The southern African nation’s labour laws dictate that once every month, Zambian women who are on their menstrual periods can call their employers and take a day off work in what they call “Mothers’ Day”.
The “privileged” belles do not even need to make prior arrangements to be absent from work, they can simply call on the day to say they are taking the day off and every other professional engagement should wait. In fact, the women can take the day whenever they want to because they do not have to provide any medical justification.
Now I know that such provisions might sound very attractive to some but I have got strong reservations on the whole thing.
Some legal provisions that are celebrated by most women in the name of gender sensitivity need to be taken with a pinch of salt.
This particular one, having been received by the majority of Zambian women with great applause, projects them as a weaker sex.
I shudder for the day when such ‘progressivism’ will reach our shores, if ever.

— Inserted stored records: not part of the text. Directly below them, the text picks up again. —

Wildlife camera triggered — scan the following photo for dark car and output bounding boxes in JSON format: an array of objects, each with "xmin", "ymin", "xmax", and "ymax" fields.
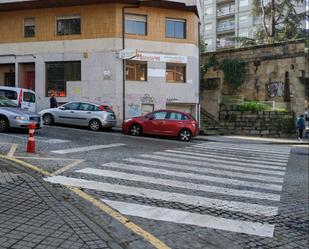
[{"xmin": 122, "ymin": 109, "xmax": 199, "ymax": 142}]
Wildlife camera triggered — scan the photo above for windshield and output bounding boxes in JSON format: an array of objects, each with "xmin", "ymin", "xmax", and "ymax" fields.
[{"xmin": 0, "ymin": 96, "xmax": 18, "ymax": 107}]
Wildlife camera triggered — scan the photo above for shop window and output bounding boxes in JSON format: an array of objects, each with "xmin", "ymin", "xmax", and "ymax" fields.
[
  {"xmin": 126, "ymin": 61, "xmax": 147, "ymax": 81},
  {"xmin": 125, "ymin": 14, "xmax": 147, "ymax": 35},
  {"xmin": 4, "ymin": 72, "xmax": 15, "ymax": 87},
  {"xmin": 166, "ymin": 63, "xmax": 186, "ymax": 83},
  {"xmin": 24, "ymin": 18, "xmax": 35, "ymax": 38},
  {"xmin": 166, "ymin": 18, "xmax": 186, "ymax": 39},
  {"xmin": 57, "ymin": 15, "xmax": 81, "ymax": 36},
  {"xmin": 46, "ymin": 61, "xmax": 81, "ymax": 97}
]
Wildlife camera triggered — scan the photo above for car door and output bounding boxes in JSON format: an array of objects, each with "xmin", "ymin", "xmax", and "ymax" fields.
[
  {"xmin": 22, "ymin": 90, "xmax": 36, "ymax": 112},
  {"xmin": 76, "ymin": 103, "xmax": 95, "ymax": 126},
  {"xmin": 164, "ymin": 111, "xmax": 184, "ymax": 135},
  {"xmin": 143, "ymin": 111, "xmax": 168, "ymax": 135},
  {"xmin": 55, "ymin": 102, "xmax": 80, "ymax": 124}
]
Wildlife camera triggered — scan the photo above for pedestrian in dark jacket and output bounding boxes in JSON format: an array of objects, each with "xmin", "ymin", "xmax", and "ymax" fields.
[
  {"xmin": 296, "ymin": 114, "xmax": 305, "ymax": 141},
  {"xmin": 50, "ymin": 94, "xmax": 58, "ymax": 108}
]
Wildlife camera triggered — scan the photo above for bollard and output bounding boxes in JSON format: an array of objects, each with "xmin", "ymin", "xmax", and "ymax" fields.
[{"xmin": 27, "ymin": 123, "xmax": 36, "ymax": 153}]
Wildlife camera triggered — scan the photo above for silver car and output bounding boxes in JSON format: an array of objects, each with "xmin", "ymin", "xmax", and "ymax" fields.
[
  {"xmin": 0, "ymin": 96, "xmax": 41, "ymax": 132},
  {"xmin": 39, "ymin": 101, "xmax": 116, "ymax": 131}
]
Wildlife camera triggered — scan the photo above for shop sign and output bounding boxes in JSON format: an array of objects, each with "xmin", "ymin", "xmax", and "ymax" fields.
[
  {"xmin": 133, "ymin": 52, "xmax": 188, "ymax": 63},
  {"xmin": 118, "ymin": 49, "xmax": 137, "ymax": 59}
]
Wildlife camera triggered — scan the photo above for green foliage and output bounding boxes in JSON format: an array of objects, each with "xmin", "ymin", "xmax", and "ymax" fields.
[
  {"xmin": 252, "ymin": 0, "xmax": 307, "ymax": 44},
  {"xmin": 200, "ymin": 54, "xmax": 219, "ymax": 83},
  {"xmin": 220, "ymin": 59, "xmax": 246, "ymax": 89},
  {"xmin": 238, "ymin": 102, "xmax": 267, "ymax": 112}
]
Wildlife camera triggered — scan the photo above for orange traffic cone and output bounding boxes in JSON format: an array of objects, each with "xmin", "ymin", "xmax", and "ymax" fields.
[{"xmin": 27, "ymin": 123, "xmax": 36, "ymax": 153}]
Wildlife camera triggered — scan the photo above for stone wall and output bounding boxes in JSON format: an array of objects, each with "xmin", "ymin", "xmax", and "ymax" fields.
[
  {"xmin": 219, "ymin": 105, "xmax": 295, "ymax": 137},
  {"xmin": 201, "ymin": 40, "xmax": 308, "ymax": 118}
]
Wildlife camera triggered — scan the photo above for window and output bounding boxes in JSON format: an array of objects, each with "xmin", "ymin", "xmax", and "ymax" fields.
[
  {"xmin": 126, "ymin": 61, "xmax": 147, "ymax": 81},
  {"xmin": 125, "ymin": 14, "xmax": 147, "ymax": 35},
  {"xmin": 23, "ymin": 92, "xmax": 35, "ymax": 103},
  {"xmin": 153, "ymin": 111, "xmax": 168, "ymax": 120},
  {"xmin": 57, "ymin": 15, "xmax": 81, "ymax": 36},
  {"xmin": 166, "ymin": 63, "xmax": 186, "ymax": 83},
  {"xmin": 239, "ymin": 15, "xmax": 249, "ymax": 25},
  {"xmin": 63, "ymin": 102, "xmax": 80, "ymax": 110},
  {"xmin": 166, "ymin": 18, "xmax": 186, "ymax": 39},
  {"xmin": 79, "ymin": 103, "xmax": 94, "ymax": 111},
  {"xmin": 0, "ymin": 90, "xmax": 17, "ymax": 100},
  {"xmin": 239, "ymin": 0, "xmax": 249, "ymax": 7},
  {"xmin": 167, "ymin": 112, "xmax": 189, "ymax": 120},
  {"xmin": 4, "ymin": 72, "xmax": 15, "ymax": 87},
  {"xmin": 46, "ymin": 61, "xmax": 81, "ymax": 97},
  {"xmin": 239, "ymin": 30, "xmax": 249, "ymax": 37},
  {"xmin": 24, "ymin": 18, "xmax": 35, "ymax": 37},
  {"xmin": 217, "ymin": 18, "xmax": 235, "ymax": 32}
]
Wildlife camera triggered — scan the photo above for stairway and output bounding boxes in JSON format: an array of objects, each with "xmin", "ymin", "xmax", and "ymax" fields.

For starters, menstruation is the most natural thing for any woman. It happens every month from the moment the woman reaches puberty up until the moment she strikes menopause, unless if she is pregnant.
Actually, she subconsciously looks forward to the menses and when they do not come when expected for unknown reasons, she even gets worried.

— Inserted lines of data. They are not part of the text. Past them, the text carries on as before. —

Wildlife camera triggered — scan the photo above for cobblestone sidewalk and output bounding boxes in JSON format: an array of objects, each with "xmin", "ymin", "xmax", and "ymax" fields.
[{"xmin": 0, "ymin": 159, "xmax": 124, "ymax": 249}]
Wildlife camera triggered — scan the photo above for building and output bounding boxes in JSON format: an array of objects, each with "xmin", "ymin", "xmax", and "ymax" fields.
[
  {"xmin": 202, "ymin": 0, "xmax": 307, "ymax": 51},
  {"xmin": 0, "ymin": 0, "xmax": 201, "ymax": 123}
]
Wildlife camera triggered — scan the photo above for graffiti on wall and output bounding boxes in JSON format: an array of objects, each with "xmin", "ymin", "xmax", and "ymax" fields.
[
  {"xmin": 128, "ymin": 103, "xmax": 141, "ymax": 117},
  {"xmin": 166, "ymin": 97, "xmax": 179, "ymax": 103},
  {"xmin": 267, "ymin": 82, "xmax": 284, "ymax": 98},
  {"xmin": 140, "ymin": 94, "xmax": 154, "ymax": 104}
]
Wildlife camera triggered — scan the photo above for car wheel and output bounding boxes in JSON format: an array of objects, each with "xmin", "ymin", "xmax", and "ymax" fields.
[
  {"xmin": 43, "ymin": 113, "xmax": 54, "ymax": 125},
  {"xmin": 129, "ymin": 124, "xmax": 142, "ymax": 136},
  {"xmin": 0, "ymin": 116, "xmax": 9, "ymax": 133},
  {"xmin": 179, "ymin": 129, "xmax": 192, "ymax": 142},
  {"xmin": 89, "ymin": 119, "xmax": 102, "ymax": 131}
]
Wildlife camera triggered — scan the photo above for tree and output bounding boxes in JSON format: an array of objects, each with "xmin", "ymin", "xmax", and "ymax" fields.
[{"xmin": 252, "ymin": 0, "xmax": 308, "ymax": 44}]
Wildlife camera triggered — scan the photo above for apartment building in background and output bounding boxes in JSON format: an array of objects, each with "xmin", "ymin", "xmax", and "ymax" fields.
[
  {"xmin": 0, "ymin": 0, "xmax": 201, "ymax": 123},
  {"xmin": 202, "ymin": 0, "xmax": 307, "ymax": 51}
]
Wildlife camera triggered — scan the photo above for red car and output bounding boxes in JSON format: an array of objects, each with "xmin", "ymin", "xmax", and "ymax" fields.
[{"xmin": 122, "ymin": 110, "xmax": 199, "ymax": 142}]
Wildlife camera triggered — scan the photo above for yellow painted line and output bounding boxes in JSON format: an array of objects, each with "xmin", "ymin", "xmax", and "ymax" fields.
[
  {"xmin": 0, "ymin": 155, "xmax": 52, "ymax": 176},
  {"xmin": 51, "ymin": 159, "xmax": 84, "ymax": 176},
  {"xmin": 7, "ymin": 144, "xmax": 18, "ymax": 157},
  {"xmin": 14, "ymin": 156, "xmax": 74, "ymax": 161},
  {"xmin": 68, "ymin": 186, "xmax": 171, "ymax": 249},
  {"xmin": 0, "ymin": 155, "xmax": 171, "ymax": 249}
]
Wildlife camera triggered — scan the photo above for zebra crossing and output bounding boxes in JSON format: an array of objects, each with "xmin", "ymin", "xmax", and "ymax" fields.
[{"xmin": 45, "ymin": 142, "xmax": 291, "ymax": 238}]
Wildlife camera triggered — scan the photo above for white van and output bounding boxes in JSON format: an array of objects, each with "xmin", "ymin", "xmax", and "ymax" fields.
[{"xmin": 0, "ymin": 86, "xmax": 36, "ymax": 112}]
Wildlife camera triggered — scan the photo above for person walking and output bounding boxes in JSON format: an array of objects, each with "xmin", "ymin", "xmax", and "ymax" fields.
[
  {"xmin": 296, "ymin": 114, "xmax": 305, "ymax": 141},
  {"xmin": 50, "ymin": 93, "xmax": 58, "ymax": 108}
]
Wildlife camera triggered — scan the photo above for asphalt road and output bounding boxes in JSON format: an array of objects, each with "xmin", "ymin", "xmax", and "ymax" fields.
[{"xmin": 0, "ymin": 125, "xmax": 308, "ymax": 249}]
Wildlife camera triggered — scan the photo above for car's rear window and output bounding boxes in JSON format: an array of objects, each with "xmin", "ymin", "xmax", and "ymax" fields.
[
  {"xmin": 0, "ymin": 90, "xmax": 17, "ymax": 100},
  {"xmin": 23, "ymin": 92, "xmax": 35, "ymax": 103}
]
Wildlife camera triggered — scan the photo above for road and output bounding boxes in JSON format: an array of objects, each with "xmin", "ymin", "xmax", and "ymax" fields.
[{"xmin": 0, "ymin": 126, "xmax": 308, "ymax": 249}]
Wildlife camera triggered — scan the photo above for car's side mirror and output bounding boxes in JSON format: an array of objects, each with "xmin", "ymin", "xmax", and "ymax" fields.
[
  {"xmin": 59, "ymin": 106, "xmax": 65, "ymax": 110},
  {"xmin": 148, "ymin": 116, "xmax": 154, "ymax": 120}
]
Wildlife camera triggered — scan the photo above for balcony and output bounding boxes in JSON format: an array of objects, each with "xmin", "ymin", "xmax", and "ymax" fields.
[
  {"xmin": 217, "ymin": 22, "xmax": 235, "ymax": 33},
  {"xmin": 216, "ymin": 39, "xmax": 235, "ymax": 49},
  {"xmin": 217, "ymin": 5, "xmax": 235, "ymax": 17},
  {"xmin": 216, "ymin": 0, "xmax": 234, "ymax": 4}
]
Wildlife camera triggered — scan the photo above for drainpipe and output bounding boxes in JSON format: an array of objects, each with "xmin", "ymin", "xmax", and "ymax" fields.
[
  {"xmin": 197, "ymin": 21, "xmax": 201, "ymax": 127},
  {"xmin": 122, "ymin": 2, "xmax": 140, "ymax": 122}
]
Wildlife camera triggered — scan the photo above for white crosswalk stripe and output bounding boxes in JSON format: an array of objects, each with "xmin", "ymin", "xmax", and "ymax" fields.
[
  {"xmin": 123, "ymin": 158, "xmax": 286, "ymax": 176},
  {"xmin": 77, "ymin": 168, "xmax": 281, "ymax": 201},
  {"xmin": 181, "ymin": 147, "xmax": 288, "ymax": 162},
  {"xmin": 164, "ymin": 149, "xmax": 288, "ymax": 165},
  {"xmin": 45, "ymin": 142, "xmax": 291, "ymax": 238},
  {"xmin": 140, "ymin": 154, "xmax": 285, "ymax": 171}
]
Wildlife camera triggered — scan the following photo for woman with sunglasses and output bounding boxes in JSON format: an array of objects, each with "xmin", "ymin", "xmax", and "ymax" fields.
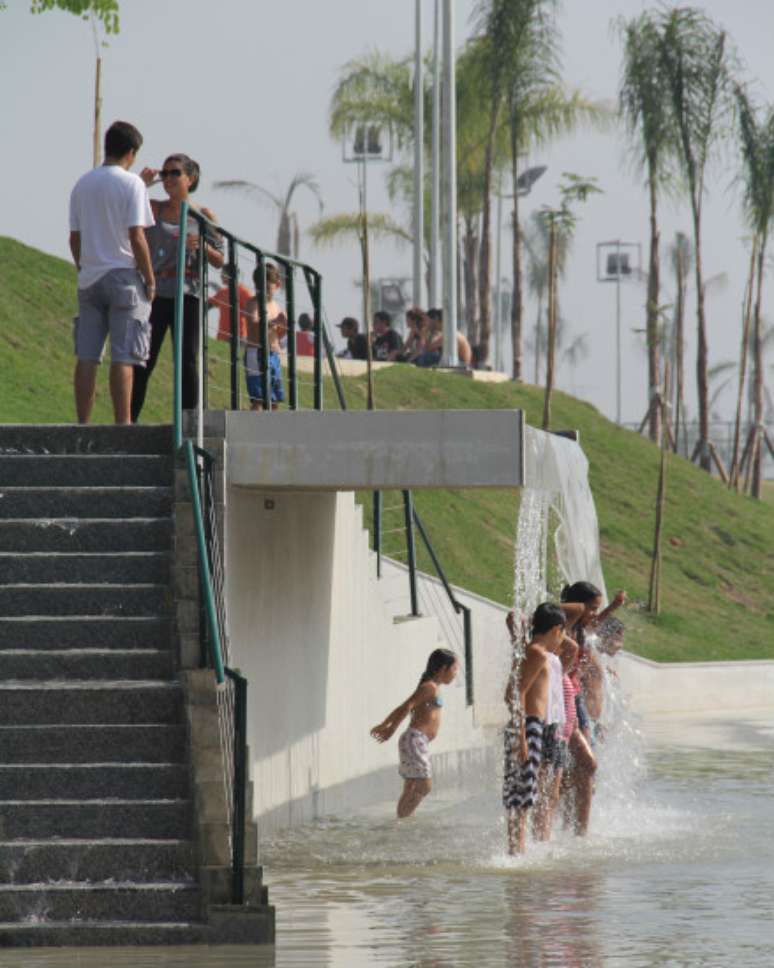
[{"xmin": 131, "ymin": 154, "xmax": 224, "ymax": 422}]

Therefore there is absolutely no reason to play the menses up into a huge mountain that would force any woman out of her professional duties. Just like pregnancy, menstruation does not impede women from working.
It is not a disease, neither is it a curse on womanhood.
Apparently the motivation behind the legal instrument, which is also in place in Japan, Indonesia, South Korea, Taiwan as well as some parts of China; is the fact that women suffer from period pain and therefore should be allowed to take the day off as they seek medication and rest at home.
That is absurd.
While menstrual period pain is a reality in most women, with research suggesting that it affects about nine out of 10 women, severe period pain, whose medical term is secondary dysmenorrhea, only affects an estimated one in 10 women during their reproductive years.
Cramping in this population can be so painful that they can’t even get up and walk, a few have compared the pain to the contractions of childbirth. Therefore only 10 percent of women genuinely need some time off work during the start of their menses.
These individuals’ physical, mental, and social well-being is impacted by the severe pain, potentially affecting their ability to go to school or work at least one day in a month.
Therefore the legal provision which gives the privilege to all the women is open to abuse by the remaining 90 percent who might be very fit for work but might choose to exploit the system. It hinges on honesty, which in earnest is rare in any society.
But most importantly, a woman in the workplace has a maze of social issues to navigate; she needs to pay extra consideration to how she talks, how she dresses, even how she asks for a raise.
Covertly reminding her male colleagues about her painful monthly bleeding catastrophe might not be such a good idea as this might put her at an unnecessary disadvantage.
The work environment is highly competitive, a survival of the fittest. How then is the menstruating woman who has the leisure of moping around the house every time her menses commence ever going to catch up?
And then there is the issue of compromising productivity. How is the company that has had, say five of its female employees, waking up and deciding to take Mother’s Day, going to fill in that wide gap?
It is very common for a group of women, especially those who spend considerable lengths of time together at work, to have synced menstrual cycles.
Is it far-fetched therefore, to assume that as time goes on and the said company starts to feel the impact of the menstrual leave days, is going to resort to recruiting male employees who are in this case “more reliable” as they will never call in sick because of periods.